А ещё одна дикая история… Уж извините, что вспоминаю… Один молодой еврей… Пьяные немцы приказали ему собственного отца повесить, и он, обезумев от страха, сделал это, а потом клянчил у них его старый пиджак, в котором было зашито несколько сот долларов…

— Расскажи лучше о себе, — раздражённо попросил Адам. — Об этом и так все знают.

И Магда рассказала…

Тут я, в который уже раз прибегну почти полностью к помощи самого рассказчика (рассказчицы), в чей стиль и сюжет просто не смею вмешиваться, ибо они хороши и без меня. А для ещё большей, как сейчас принято говорить, аутентичности сообщаю, что Магда никакая не Магда, и я называл её этим именем в прежних своих книгах только потому, что ещё не получил тогда от неё разрешение использовать подлинное имя. Зовут же её (звали, так как совсем недавно она скончалась) Зофья (Зося), а фамилия по отцу — БрохОцка. И приходится она мне невесткой, что по-польски звучит ещё красивей — братОва.
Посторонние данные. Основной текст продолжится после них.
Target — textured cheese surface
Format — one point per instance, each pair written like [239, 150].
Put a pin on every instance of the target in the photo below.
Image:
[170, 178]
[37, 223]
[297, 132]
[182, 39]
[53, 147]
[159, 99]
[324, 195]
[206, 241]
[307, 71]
А сама она была так хороша собой, что, когда мы шли с ней по тогдашней московской улице Горького (Зося — в светло-голубом весеннем пальто), все трудящиеся мужчины, проходившие мимо, сворачивали себе шеи, оглядываясь на неё.

И потому весьма рекомендую прочитать сейчас её рассказ — о войне и о себе, который я так и назвал —

МОЯ БРАТОВА

Мы сидели с моим «ЩурЕчком» за ужином. «ЩурЕчек» — так я называю своего отца, которого любила и люблю до сих пор, хотя его нет уже так давно. В печке горел огонь, отец курил папиросу, набитую махоркой, дым плавал над столом, и в ту минуту вбежала испуганная работница:

— Хозяин, на крыльце партизаны!

На что отец ответил:

— Так что, позовём их сюда или выйдем к ним?

Но в комнату уже входил один из них, молодой, с красивым лицом; он подал руку отцу и мне и сказал:

— Михаил Дмитриевич Минин.

Из чего мы поняли, что он главный.

— К вам просьба, — продолжал он, — накормите нас чем-нибудь горячим… А вы сами кто, поляки? — обратился он к отцу.

— Поляки.

— Что же на немцев-то работаете в этом хозяйстве? Скот для них выращиваете, урожай собираете… В то время, как…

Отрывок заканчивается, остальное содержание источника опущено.